La force majeure en matière d’abattement

En Région de Bruxelles-Capitale, le bénéfice de l’abattement est subordonné à diverses conditions énoncées à l’article 46bis C. enreg.

Le redevable ne peut posséder une autre habitation (alinéa 5, 2°, a) et doit établir sa résidence dans les deux ans dans l’immeuble acquis (alinéa 5, 2°, b) et y maintenir sa résidence pendant cinq ans (alinéa 5, 2°, c).

Si ces conditions ne sont pas remplies, les droits complémentaires sont dus ainsi qu’une amende égale à ce droit.

Sauf force majeure dans certains cas.

Pas dans la première condition (primo acquisition), évidemment.

Pas dans la seconde condition (établir sa résidence), sauf pour l’amende.

Mais bien pour la troisième condition (maintenir sa résidence), pour le droit complémentaire et l’amende.

En d’autres termes, la force majeure ne sera prise en compte que si le redevable ne parvient pas à maintenir sa résidence dans les lieux pendant cinq ans.

Pourquoi le texte l’exclut-il pour la condition d’établissement de la résidence ?

Parce qu’en ne se domiciliant pas dans l’immeuble qu’il a acquis, quelles qu’en soient les raisons, le redevable se trouve dans la même situation qu’une personne ayant acquis un immeuble à un usage autre que celui de sa résidence principale.
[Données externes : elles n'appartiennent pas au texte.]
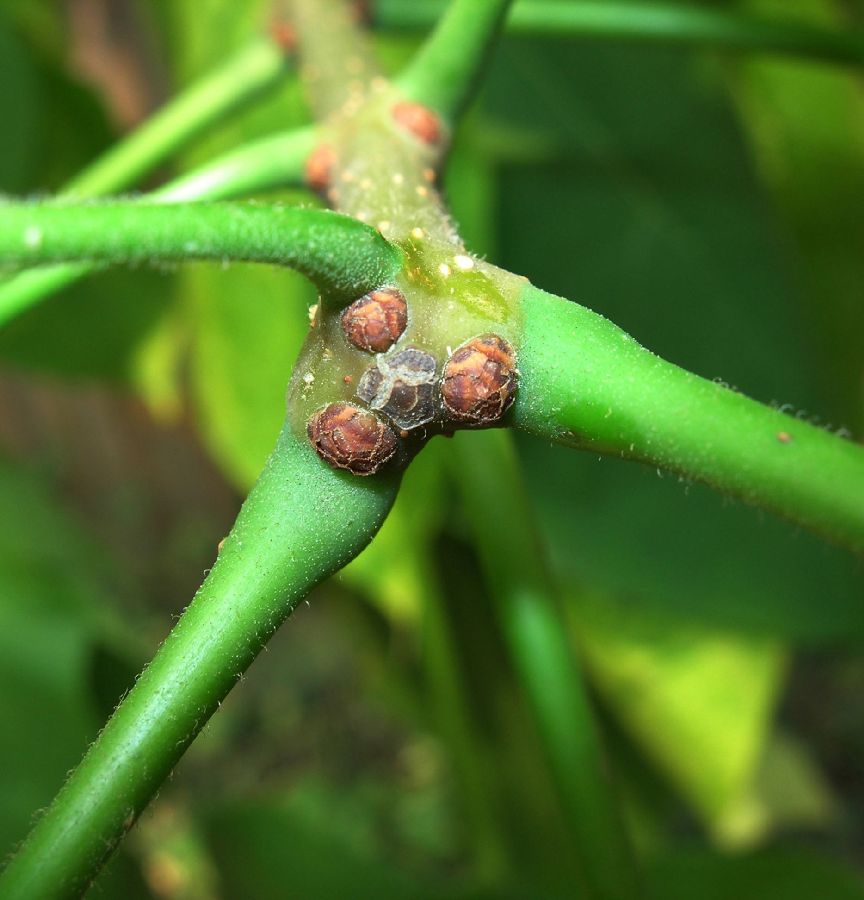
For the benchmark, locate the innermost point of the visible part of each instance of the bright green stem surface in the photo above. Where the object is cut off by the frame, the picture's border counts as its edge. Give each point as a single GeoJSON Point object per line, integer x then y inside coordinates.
{"type": "Point", "coordinates": [588, 384]}
{"type": "Point", "coordinates": [302, 522]}
{"type": "Point", "coordinates": [266, 164]}
{"type": "Point", "coordinates": [665, 23]}
{"type": "Point", "coordinates": [446, 70]}
{"type": "Point", "coordinates": [502, 523]}
{"type": "Point", "coordinates": [233, 84]}
{"type": "Point", "coordinates": [344, 257]}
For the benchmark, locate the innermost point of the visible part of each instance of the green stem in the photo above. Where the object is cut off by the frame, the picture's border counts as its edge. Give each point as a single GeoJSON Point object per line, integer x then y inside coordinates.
{"type": "Point", "coordinates": [233, 84]}
{"type": "Point", "coordinates": [446, 70]}
{"type": "Point", "coordinates": [588, 384]}
{"type": "Point", "coordinates": [490, 480]}
{"type": "Point", "coordinates": [301, 523]}
{"type": "Point", "coordinates": [336, 61]}
{"type": "Point", "coordinates": [663, 23]}
{"type": "Point", "coordinates": [344, 257]}
{"type": "Point", "coordinates": [267, 164]}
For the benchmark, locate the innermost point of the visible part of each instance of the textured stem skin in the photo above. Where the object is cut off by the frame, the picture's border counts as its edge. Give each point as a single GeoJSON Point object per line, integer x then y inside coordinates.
{"type": "Point", "coordinates": [269, 163]}
{"type": "Point", "coordinates": [239, 80]}
{"type": "Point", "coordinates": [588, 384]}
{"type": "Point", "coordinates": [445, 72]}
{"type": "Point", "coordinates": [501, 519]}
{"type": "Point", "coordinates": [302, 522]}
{"type": "Point", "coordinates": [344, 257]}
{"type": "Point", "coordinates": [661, 23]}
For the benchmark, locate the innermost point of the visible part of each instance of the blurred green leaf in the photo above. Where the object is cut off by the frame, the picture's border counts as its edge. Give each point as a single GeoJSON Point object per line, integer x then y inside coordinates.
{"type": "Point", "coordinates": [314, 842]}
{"type": "Point", "coordinates": [698, 701]}
{"type": "Point", "coordinates": [245, 326]}
{"type": "Point", "coordinates": [19, 108]}
{"type": "Point", "coordinates": [789, 874]}
{"type": "Point", "coordinates": [51, 585]}
{"type": "Point", "coordinates": [806, 124]}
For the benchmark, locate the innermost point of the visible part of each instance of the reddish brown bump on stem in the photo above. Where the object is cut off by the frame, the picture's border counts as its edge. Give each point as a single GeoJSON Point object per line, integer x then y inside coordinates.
{"type": "Point", "coordinates": [419, 120]}
{"type": "Point", "coordinates": [283, 34]}
{"type": "Point", "coordinates": [319, 167]}
{"type": "Point", "coordinates": [376, 321]}
{"type": "Point", "coordinates": [350, 438]}
{"type": "Point", "coordinates": [480, 378]}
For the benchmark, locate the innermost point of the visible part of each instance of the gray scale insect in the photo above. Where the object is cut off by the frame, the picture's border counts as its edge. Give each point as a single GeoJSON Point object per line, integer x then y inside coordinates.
{"type": "Point", "coordinates": [402, 387]}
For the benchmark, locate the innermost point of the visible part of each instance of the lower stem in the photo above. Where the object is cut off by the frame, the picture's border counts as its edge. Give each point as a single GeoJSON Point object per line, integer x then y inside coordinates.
{"type": "Point", "coordinates": [302, 522]}
{"type": "Point", "coordinates": [588, 384]}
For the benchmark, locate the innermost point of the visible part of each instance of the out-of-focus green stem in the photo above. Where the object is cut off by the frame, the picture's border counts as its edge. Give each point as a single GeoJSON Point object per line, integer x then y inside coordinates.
{"type": "Point", "coordinates": [302, 522]}
{"type": "Point", "coordinates": [446, 70]}
{"type": "Point", "coordinates": [266, 164]}
{"type": "Point", "coordinates": [588, 384]}
{"type": "Point", "coordinates": [262, 165]}
{"type": "Point", "coordinates": [336, 60]}
{"type": "Point", "coordinates": [205, 102]}
{"type": "Point", "coordinates": [502, 525]}
{"type": "Point", "coordinates": [344, 257]}
{"type": "Point", "coordinates": [663, 23]}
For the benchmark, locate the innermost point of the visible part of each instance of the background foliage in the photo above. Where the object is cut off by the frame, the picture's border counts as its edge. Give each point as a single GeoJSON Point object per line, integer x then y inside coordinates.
{"type": "Point", "coordinates": [381, 748]}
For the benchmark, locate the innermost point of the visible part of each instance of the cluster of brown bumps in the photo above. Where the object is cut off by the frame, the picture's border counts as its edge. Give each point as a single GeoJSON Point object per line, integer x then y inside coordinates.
{"type": "Point", "coordinates": [402, 392]}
C’est ce que nous rappelle un jugement du tribunal de première instance francophone de Bruxelles (34ième chambre, publié sur www.fisconet.be).

Le demandeur avançait que le studio au 6ième étage lui donnait des vertiges et qu’il souffrait d’acrophobie.

Le tribunal n’a pu considérer cette très sérieuse circonstance comme force majeure vu qu’il n’avait même pas établi sa résidence dans ce studio.

Notons que le receveur a tout de même pris en compte cette circonstance pour revenir sur l’amende…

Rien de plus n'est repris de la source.